図1 48Vバスから直接1Vを生成する電力コンバータである。FPAと呼ぶVicor独自の電力変換アーキテクチャに基づく。出典:Vicor (クリックで画像を拡大)

 FPAに基づく2個のモジュールで電力コンバータを構成した。48Vの電圧をまず、電圧の安定化を担う「PRMレギュレータ」に入力し、その出力を電圧変換と絶縁を受け持つ「VTM電流マルチプライヤ」に印加する。そして、その出力を負荷であるマイクロプロセッサに供給するという方式である。IBA方式の他社品に比べて、モジュールのサイズも1/3に小型化できるという。

 Intelが定めるマイクロプロセッサの電源仕様「VR(Voltage Regulation)12.0」に準拠しており、データセンターで標準的に使われているx86アーキテクチャのマイクロプロセッサに対応可能だ。Vicorによると、同アーキテクチャに基づくIntelの最新プロセッサ「Ivy Bridge」や前世代品「Sandy Bridge」もVR12.0仕様を参照しているという。

 「この電力コンバータを使えば、IBAに基づく旧来のコンバータを用いる場合に比べて、プロセッサ当たりの電力損失を10W削減できる。これは、例えば3万個のプロセッサが稼働するデータセンターにおいて、米国の電気料金で年間50万米ドル程度の節約に相当する。日本は電気料金がもっと高いので、この数字はさらに大きくなる」(Davies氏)。

「業界初」をうたうZVS方式の非絶縁POL

 ZVS(zero voltage switching)方式のソフトスイッチングを採用した非絶縁型のPOLコンバータは、Vicorの子会社で電源制御/管理ICを手掛けるファブレス半導体ベンダーのPicor(パイコー)が開発したものだ。Vicorがモジュール型電源で培ったZVS技術を適用することで、高い電力変換効率を達成したことが特徴だという。絶縁型の品種については既に製品化していたが、非絶縁型の投入は今回が初めて。「ZVS方式を採用した非絶縁型POLの製品化は、我々が知る限り、これが業界初だ」(PicorのPresidentを務めるClaudio Tuozzolo氏)と主張する。

図2 ZVS方式を採る非絶縁型の降圧POLコンバータ(クリックで画像を拡大)

 この非絶縁型品の型名は「PI33XXシリーズ」。
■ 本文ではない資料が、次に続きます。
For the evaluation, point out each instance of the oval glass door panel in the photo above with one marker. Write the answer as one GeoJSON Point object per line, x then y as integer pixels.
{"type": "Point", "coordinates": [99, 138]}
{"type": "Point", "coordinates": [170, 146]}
降圧型で、出力電圧範囲と最大出力電流が異なる6品種を用意した。入力電圧範囲は8〜36V、出力電圧範囲は1〜16V。最大出力電流は10A、最大供給電力は120Wである。変換効率は最大98%と高く、「このクラスのPOLでは業界最高だ」(同氏)としている。ZVS方式の制御ICとパワーMOSFETを内蔵したマルチチップパッケージ品で、外付け部品はインダクタとコンデンサで済む。外形寸法は10×14×2.56mm。

 Picorは今後、この非絶縁型POLのラインアップを拡充し、昇圧型と昇降圧型も追加する計画だ。

図3 写真向かって左から順に、PicorのClaudio Tuozzolo氏、VicorのPhilip D. Davies氏、VicorのGlobal Marketing担当DirectorであるRobert DeRobertis氏。